My new answer to just about anything?
Yeah.
It's been another one of those weeks of sleepless nights, busy days, and general chaos and pandemonium. So for self preservation and and the doctoring of my frayed nerves, I declare that this week is officially whatever dude week in la casa de Groz.
It's a feeble attempt at letting stress roll off my back like water off a duck, but it's an attempt. Want to join me? It's easy. Whatever the crisis de'jour, take a breath and say "whatever dude" and walk away for minute. Of course this phrase is useless in life threatening situations. But since I only face 6 or 7 of those a day, I can safely use whatever dude 90% of the time. So unless it involves blood, bankruptcy or a toddler in the street, I'm saying whatever dude and taking it in stride.

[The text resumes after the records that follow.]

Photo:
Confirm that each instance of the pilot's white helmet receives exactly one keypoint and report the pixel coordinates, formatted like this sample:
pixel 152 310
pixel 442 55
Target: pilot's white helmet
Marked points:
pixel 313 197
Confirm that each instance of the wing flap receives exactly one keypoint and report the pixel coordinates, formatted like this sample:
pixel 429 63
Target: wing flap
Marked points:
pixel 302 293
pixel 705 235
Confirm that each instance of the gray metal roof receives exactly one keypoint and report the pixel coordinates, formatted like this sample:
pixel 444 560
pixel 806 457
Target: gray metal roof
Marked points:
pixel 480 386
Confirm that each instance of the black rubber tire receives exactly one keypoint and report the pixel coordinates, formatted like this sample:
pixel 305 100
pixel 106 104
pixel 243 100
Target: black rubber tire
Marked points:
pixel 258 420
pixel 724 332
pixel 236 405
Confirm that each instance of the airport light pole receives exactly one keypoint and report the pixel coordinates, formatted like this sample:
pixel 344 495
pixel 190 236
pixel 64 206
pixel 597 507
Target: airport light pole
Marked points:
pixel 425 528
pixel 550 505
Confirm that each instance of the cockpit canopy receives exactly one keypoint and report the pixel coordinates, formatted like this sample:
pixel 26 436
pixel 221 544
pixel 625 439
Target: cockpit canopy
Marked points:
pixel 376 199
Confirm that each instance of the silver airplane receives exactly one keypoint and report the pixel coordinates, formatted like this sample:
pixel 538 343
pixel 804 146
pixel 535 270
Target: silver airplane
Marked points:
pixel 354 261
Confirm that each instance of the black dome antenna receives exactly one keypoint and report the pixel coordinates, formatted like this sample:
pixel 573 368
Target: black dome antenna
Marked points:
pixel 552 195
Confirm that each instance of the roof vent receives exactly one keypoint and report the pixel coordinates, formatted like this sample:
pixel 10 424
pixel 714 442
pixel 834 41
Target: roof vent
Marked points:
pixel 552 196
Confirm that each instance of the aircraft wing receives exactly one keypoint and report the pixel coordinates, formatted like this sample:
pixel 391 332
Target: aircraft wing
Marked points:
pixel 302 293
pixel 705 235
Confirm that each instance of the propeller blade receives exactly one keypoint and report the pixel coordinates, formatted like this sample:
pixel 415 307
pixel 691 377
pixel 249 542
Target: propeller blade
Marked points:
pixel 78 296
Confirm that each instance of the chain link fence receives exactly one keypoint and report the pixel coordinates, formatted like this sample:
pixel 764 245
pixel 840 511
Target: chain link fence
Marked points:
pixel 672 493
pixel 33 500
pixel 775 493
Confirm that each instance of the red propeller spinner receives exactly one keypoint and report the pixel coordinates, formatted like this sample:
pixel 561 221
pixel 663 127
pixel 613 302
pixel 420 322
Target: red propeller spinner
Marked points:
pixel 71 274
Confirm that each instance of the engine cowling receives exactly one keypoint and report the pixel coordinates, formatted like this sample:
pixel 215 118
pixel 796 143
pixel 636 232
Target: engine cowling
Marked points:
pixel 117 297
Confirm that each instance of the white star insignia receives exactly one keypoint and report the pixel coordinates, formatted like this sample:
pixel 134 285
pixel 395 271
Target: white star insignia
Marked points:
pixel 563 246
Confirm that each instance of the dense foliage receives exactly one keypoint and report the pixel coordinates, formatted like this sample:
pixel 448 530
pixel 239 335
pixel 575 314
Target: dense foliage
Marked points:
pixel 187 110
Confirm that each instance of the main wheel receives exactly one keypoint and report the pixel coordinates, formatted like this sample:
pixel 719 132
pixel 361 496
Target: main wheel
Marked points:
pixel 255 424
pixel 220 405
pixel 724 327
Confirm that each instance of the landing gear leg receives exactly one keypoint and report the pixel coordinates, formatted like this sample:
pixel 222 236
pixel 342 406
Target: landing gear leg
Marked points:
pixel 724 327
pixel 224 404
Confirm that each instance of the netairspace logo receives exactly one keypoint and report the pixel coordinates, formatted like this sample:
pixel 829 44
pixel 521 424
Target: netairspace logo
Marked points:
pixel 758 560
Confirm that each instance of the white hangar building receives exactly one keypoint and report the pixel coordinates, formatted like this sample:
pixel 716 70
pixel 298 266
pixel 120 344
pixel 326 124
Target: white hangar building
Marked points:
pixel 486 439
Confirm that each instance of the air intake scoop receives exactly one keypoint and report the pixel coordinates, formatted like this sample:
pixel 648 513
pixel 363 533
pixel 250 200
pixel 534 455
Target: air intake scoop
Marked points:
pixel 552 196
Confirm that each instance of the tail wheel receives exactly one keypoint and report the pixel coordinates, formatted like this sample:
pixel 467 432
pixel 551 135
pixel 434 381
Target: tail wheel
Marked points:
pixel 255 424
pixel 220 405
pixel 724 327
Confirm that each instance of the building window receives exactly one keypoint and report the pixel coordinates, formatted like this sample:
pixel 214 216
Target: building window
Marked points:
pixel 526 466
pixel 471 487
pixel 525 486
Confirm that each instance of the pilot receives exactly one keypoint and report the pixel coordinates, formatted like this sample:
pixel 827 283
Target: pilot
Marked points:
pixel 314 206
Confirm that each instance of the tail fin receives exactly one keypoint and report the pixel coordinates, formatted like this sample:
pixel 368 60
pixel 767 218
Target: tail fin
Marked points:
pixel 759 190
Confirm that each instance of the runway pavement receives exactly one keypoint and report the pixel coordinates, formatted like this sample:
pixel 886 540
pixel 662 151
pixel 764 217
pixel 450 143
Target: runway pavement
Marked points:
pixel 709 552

I even made whatever dude flair for Facebook. Now there's a great example of my prudent time management skills! And for the record, there are no caps in whatever dude because it's such a casual, no-stress phrase that it doesn't even require proper punctuation or grammar! It's just that laid back. Yeah, it is. Oh, and girls can be "dudes" in the jovial buddy/buddy sense (or is it since?) so don't ruin a perfectly good saying by alternating "dudette" for dude. It doesn't work and would sound weird.
Oh.
So... you're thinking I sound weird?
whatever dude
four things | twelve (Christmas edition)
1 day ago
6 comments:
We're studying the Sermon on the Mount at church and we're supposed to be peacemakers this week... I think a "Whatever, Dude" week would fit that perfectly!
Sorry - I can't resist the grammar thing. My mother taught reading and would beat me if I didn't do right, you know?
Love it. I need to adopt that for a day or five.
Love it!
I have to say, though, your post about taking the day off was one of my favorite posts ever. I have been working on having more days like that since school started, and it has made all the difference. Have a good one, Dude!
Now, if your REALLY want to have the proper attitude, when something happens instead of saying "whatever dude", you can simply raise your hand to your forhead with 3 fingers extended, making a "w" and then turning your hand sideways to make an "e" from those same 3 fingers. This is much more lackadaisical!!! (I won't add the "m" and "l" like they do in 'Camp Rock'! - I have a feeling you've seen this movie too!)
I SO understand. Bran told me he wasnt' a "dude" the other day. During that particluarly trying time I just said, "wtf-ever dude" and left the room. Maturity at it's finest? Not so much. But seriously, I c what ur sayin, dude.